Advocating for justice

Amanda still remembers spending six hours in the hospital the night after she was raped.

“I feel very alone.”

The first time she told her story to public officials, the woman who later founded Rise went home crying.

“They do not care. But the next morning, I woke up and I did it again.”

En To speak before Congress, Amanda’s stern Uber driver asked where she was going. After being told, he began to cry, opening up that his daughter had also been raped.

“Can I shake your hand?” he asked when they arrived. “Thank you so much for fighting for my daughter.”

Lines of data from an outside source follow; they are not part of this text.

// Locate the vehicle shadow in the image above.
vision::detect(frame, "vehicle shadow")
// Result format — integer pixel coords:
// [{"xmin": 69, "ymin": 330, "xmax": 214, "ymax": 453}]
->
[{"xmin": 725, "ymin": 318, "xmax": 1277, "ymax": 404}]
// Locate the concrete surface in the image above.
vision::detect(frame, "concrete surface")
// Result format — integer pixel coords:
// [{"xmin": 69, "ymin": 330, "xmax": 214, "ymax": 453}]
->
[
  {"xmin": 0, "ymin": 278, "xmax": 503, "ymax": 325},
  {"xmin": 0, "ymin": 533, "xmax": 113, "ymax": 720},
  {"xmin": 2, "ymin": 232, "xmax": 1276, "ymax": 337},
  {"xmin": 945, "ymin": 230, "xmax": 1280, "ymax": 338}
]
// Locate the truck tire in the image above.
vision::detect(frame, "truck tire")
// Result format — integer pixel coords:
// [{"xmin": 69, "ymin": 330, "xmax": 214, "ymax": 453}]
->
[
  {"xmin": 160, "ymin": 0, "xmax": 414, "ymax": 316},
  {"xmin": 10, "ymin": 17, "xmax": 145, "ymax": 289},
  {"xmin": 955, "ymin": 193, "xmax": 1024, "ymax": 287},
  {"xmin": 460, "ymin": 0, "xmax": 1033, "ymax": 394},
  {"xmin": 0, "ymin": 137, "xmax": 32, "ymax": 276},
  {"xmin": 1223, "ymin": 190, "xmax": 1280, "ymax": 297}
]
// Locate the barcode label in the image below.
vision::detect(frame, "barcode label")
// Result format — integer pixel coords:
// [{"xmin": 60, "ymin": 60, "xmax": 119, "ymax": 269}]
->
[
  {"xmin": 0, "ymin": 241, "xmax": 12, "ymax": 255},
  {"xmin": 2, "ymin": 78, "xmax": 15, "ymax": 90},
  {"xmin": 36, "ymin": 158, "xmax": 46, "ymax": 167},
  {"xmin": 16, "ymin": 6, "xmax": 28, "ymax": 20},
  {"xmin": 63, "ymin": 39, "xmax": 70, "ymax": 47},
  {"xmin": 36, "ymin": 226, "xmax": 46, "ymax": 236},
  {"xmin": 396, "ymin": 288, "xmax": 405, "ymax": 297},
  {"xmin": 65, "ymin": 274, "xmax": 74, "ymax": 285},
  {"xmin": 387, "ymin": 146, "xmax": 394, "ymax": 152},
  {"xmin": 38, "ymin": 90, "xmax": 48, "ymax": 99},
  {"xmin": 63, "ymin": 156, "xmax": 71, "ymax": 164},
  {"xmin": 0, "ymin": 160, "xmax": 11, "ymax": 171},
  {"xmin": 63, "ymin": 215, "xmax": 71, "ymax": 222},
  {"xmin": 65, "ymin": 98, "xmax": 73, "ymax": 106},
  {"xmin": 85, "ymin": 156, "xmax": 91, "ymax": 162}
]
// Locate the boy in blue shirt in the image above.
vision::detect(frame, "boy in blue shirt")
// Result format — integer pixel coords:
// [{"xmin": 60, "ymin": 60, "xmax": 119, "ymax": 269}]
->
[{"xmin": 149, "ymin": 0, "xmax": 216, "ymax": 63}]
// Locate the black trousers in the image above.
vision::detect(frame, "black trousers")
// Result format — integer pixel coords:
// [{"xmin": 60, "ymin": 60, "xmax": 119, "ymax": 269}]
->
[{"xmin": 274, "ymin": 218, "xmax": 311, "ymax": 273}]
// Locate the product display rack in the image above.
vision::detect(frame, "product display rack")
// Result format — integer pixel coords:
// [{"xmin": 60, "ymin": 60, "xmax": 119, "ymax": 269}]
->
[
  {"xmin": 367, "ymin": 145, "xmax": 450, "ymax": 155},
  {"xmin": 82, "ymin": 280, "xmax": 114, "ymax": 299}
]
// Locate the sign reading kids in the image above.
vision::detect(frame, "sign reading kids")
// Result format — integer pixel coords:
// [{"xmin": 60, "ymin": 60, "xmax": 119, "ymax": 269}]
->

Amanda Nguyen, CEO and Founder of Rise, sexual assault victim, speaks during the reception of the exhibition in the Sputnik Hall of the United Nations Headquarters in New York.

Iniative focus

Amanda Nguyen, CEO and Founder of Rise, sexual assault victim, speaks during the reception of the exhibition in the Sputnik Hall of the United Nations Headquarters in New York.


Although protesters marched around the world demanding justice for survivors and hashtags, such as #MeTo, have gone viral on social media, the United Nations General Assembly The United Nations has yet to pass a resolution focused solely on protecting survivors of sexual violence.

However, it unanimously adopted a agenda item protect access to justice for victims of sexual assault and permanently include it on the Council’s list to be discussed annually by Member States of the United Nations.

At the same time, a resolution was drafted, providing general authority to prosecute criminals, the ability to terminate legal relations with the attacker, and the ability to report the crime without paying financial fees to the victim. core.

Paris Hilton, the niece of a US hotelier, aged 16, was woken up by two men with handcuffs and driven across state lines to a residential treatment facility.

“For two years, I endured physical, psychological and sexual abuse by employees. I feel so helpless. I am here today because this abuse is still going on,” she said in support of the proposed draft.